Aus Sicht der Reporter mag das mühsam sein, aus Sicht der Leser langweilig. Wie jedes Jahr werden uns also wochenlang Sätze wie «Wir haben noch gar nichts gewonnen», «2:3 oder 2:9 ist völlig egal», «Wir schauen vorwärts, nicht zurück» oder der Klassiker «Wir nehmen es Spiel für Spiel» vorgesetzt. Wir werden im TV sehen, wie ein verschwitzter Spieler seine erste Antwort mit «wie gesagt» beginnt. Wir werden über Ober- und Unterkörperverletzungen informiert, bestenfalls. In schätzungsweise ein bis zwei Jahren heisst es dann schlicht Körperverletzung.
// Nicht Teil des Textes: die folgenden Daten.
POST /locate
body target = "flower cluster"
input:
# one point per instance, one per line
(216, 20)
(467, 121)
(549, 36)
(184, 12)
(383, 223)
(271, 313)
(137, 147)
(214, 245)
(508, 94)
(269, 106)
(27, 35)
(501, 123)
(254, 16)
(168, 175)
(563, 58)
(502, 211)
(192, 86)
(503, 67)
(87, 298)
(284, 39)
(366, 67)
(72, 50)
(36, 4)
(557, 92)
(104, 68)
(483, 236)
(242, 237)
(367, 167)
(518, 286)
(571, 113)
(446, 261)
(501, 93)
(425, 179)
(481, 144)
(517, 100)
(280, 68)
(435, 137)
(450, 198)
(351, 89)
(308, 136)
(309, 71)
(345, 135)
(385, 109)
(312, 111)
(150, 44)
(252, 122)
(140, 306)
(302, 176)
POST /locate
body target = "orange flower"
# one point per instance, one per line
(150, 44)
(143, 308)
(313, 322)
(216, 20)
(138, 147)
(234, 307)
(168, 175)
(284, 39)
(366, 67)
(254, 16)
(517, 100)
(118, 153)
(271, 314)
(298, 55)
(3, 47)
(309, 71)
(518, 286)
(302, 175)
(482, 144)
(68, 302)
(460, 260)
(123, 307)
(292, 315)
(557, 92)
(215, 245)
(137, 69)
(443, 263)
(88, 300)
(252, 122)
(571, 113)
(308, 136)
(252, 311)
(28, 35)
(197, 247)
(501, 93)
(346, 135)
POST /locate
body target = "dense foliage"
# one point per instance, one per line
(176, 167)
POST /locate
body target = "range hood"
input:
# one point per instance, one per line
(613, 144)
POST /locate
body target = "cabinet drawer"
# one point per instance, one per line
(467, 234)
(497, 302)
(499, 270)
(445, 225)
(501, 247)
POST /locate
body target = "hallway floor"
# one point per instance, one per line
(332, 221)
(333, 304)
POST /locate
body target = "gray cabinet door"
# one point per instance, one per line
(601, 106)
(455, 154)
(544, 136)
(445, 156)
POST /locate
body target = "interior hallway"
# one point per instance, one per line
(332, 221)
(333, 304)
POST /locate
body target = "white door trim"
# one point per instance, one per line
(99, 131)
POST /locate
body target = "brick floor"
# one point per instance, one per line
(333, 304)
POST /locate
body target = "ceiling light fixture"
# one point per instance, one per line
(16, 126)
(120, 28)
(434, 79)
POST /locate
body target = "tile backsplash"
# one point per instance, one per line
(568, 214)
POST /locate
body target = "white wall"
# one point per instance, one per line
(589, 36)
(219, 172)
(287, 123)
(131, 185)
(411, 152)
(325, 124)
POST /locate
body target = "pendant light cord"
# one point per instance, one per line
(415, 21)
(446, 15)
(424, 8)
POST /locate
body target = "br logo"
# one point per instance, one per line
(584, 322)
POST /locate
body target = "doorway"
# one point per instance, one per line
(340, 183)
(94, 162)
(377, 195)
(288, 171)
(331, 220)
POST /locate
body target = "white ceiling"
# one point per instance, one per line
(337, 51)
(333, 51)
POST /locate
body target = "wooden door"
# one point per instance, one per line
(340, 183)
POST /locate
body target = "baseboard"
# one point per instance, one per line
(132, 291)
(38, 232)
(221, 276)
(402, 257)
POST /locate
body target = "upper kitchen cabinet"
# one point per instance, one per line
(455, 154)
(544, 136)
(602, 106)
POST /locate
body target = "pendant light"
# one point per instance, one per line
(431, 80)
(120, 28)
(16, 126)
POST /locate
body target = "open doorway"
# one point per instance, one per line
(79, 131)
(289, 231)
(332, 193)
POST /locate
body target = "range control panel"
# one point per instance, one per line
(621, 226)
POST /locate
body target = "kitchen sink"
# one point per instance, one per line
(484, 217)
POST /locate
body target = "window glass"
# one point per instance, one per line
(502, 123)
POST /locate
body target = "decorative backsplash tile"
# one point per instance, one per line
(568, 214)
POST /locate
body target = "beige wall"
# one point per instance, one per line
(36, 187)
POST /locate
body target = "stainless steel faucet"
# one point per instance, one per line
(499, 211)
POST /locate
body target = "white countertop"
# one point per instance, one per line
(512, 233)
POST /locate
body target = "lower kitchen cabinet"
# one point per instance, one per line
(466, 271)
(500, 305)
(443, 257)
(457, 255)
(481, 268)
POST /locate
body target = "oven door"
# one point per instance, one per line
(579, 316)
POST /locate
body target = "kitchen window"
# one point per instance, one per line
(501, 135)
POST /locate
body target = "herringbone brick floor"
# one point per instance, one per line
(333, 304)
Ambri, obwohl seit einem halben Jahrzehnt ohne Playoff-Erfahrung, hat schnell gelernt. Denn die Tessiner sind ja keineswegs ein krasser Auswuchs der Geheimniskrämerei – die Playoff-Paranoia erfasst jeweils die gesamte Liga. Oder wenigsten die besten acht Clubs – beim ZSC oder in Freiburg haben sie derzeit andere Sorgen.
Die Paranoia ist durchaus begründet. Und darum eigentlich gar keine Paranoia, sondern bloss seriöse Matchvorbereitung. Denn wer glaubt, ein 20-Millionen-Franken-Unternehmen sei moralisch nicht imstande, sich für eine Handy-Aufnahme zu interessieren, die drei gegnerische Powerplay-Varianten zeigt, hat den Leistungssport nicht ganz verstanden. Glaubt wohl auch, dass kein Spieler je einen anderen gezielt an einem verletzten Körperteil attackieren würde. Und glaubt ein bisschen an den Osterhasen.
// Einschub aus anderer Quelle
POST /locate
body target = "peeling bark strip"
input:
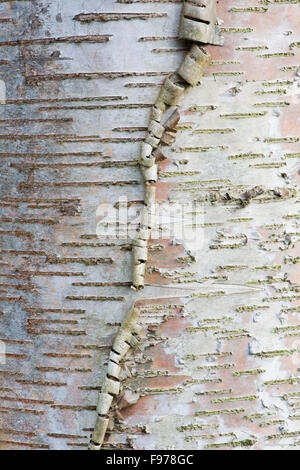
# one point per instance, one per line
(199, 22)
(69, 39)
(189, 74)
(89, 17)
(124, 340)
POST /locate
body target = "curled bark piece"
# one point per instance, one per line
(173, 120)
(112, 387)
(93, 446)
(104, 403)
(198, 22)
(122, 347)
(113, 370)
(100, 431)
(139, 271)
(159, 156)
(114, 357)
(156, 129)
(134, 342)
(168, 138)
(156, 114)
(150, 174)
(151, 140)
(171, 90)
(150, 195)
(140, 254)
(194, 64)
(146, 159)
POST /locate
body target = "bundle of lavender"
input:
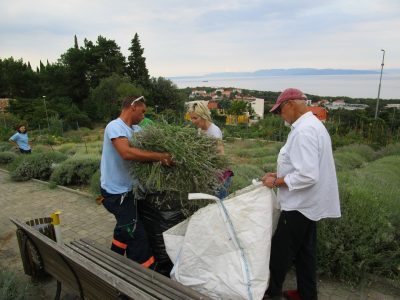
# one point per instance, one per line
(198, 167)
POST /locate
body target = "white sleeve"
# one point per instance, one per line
(305, 161)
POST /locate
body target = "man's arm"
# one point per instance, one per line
(127, 152)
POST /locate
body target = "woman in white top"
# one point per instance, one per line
(200, 116)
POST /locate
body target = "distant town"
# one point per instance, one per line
(215, 98)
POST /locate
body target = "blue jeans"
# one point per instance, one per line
(223, 192)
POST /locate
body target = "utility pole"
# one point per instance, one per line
(45, 109)
(379, 89)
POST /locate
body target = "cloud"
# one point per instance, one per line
(185, 37)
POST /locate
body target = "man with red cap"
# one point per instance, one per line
(307, 191)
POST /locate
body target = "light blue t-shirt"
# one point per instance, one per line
(22, 140)
(115, 178)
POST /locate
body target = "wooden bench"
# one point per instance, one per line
(93, 271)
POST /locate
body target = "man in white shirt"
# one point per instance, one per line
(307, 192)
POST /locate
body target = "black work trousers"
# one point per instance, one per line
(130, 237)
(294, 242)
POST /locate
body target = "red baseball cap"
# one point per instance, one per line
(288, 94)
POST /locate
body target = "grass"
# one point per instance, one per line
(365, 240)
(11, 287)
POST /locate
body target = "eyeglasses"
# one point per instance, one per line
(141, 99)
(279, 109)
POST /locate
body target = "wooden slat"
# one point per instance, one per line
(96, 282)
(150, 288)
(131, 269)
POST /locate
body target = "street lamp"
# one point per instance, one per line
(380, 81)
(45, 109)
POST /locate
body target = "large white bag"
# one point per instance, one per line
(223, 250)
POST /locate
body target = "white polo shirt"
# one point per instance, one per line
(307, 165)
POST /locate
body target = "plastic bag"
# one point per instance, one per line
(223, 250)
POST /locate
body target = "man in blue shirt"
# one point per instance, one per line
(21, 141)
(116, 183)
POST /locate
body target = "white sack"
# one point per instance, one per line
(226, 258)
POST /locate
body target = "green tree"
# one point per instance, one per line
(17, 79)
(104, 101)
(136, 68)
(76, 83)
(104, 59)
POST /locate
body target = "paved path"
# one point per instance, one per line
(82, 217)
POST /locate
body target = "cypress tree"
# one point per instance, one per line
(76, 42)
(136, 68)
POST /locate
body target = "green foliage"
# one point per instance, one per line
(391, 149)
(104, 59)
(136, 68)
(104, 102)
(244, 174)
(7, 157)
(17, 79)
(198, 167)
(11, 287)
(6, 146)
(366, 240)
(76, 170)
(37, 165)
(95, 183)
(353, 156)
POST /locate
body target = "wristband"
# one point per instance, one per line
(274, 183)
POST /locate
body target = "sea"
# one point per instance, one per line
(354, 86)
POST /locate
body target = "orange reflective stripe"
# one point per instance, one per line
(119, 244)
(149, 262)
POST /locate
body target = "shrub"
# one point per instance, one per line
(348, 160)
(244, 174)
(68, 148)
(40, 149)
(11, 287)
(365, 151)
(198, 165)
(7, 157)
(39, 166)
(366, 240)
(6, 146)
(95, 183)
(76, 170)
(391, 149)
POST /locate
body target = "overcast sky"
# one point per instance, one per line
(195, 37)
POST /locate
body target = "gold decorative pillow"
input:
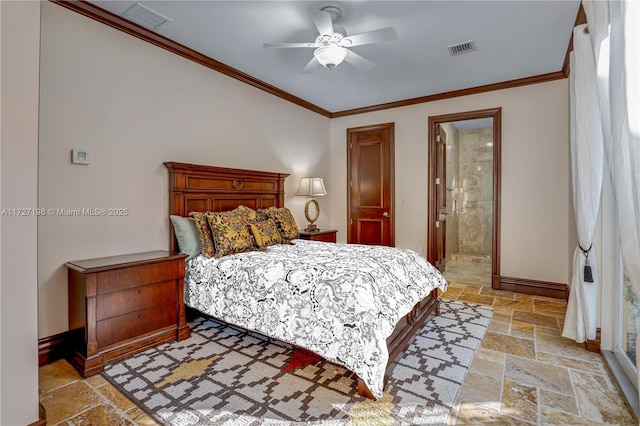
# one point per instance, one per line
(230, 233)
(247, 213)
(265, 233)
(205, 237)
(286, 223)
Die Beteiligten wissen es besser. Als letztes Jahr vor der Ligaqualifikation der Rapperswiler Novizen-Trainer Vjeran Ivankovic samt Begleiter das Training von Kloten besuchte, unterbrach EHC-Trainer André Rötheli fluchend die Übungen. Als Ivankovics Begleiter das Handy zückte, wies Rötheli das Duo aus der – durchaus öffentlichen – Eishalle.
Ab morgen also ist nicht nur in Ambri jeder Zuschauer ein potenzieller Spion. Ist jeder, der nicht auf der eigenen Lohnliste steht, rettungslos verdächtig. Ist Paranoia plötzlich Wirklichkeit, jedes Interview ein Schlachtruf für die Mitspieler, eine Botschaft an die Gegner. Und alle, denen Eishockey am Herzen liegt, werden diese Schmierenkomödie lieben. Wie gesagt.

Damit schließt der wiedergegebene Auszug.